#### **Import libraries**

In [1]:
# For working with files
import os
import re
import csv
import glob

# For manipulating data
import pandas as pd
import numpy as np

#### **Custom Functions**

##### **Build Dictionaries**

In [2]:
def load_csvs(working_dir):
    dataframes = {}
    filenames = []
    
    # Store all csv files as list
    files = glob.glob(working_dir + '/' + '/*.csv')
    
    # Find CSV files in working directory and reads each CSV file 
    for filepath in files:
        filename = os.path.splitext(os.path.basename(os.path.basename(filepath).split('/')[-1]))[0]
        filenames.append(filename)
        dataframes[filename] = pd.read_csv(filepath, encoding='latin-1')
    
    print(filenames)
    # Returns a dictionary containing all dataframes 
    return dataframes

In [3]:
def store_conferences(file):
    """
    Converts a CSV file with two columns (ConfAbbrev, Description) to a dictionary with ConfAbbrev as the key and Description as the value.

    Parameters:
    file (str): The path and name of the CSV file to convert.

    Returns:
    Returns a dictionary with ConfAbbrev as the key and Description as the value.

    Use:
    Use to get the Description (full name) for a conference using its abbreviation (eg. conferences['a_sun'])
    """

    # Create an empty dictionary to store the data
    conferences = {}

    # Open the csv file and read the contents into a list of dictionaries
    with open(file, 'r', encoding='latin-1') as csv_file:
        csv_reader = csv.DictReader(csv_file)

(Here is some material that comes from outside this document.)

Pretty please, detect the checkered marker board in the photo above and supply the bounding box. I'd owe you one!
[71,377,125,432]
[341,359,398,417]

        # Use a dictionary comprehension to create a dictionary from the csv data
        conferences = {row['ConfAbbrev']: row['Description'] for row in csv_reader}

    # Return dictionary
    return conferences

In [4]:
def store_spellings(file):
    """
    Converts a CSV file with two columns (TeamNameSpelling, TeamID) to a dictionary with TeamNameSpelling as the key and TeamID as the value.

    Parameters:
    file (str): The path and name of the CSV file to convert.

    Returns:
    Returns a dictionary with TeamNameSpelling as the key and TeamID as the value.

    Use:
    Use to get the TeamID for a team using an alternate spelling of the name (eg. mens_spellings['mt-st-marys'])
    """

    # Create an empty dictionary to store the data
    spellings = {}

    # Open the csv file and read the contents into a list of dictionaries
    with open(file, 'r', encoding='latin-1') as csv_file:
        csv_reader = csv.DictReader(csv_file)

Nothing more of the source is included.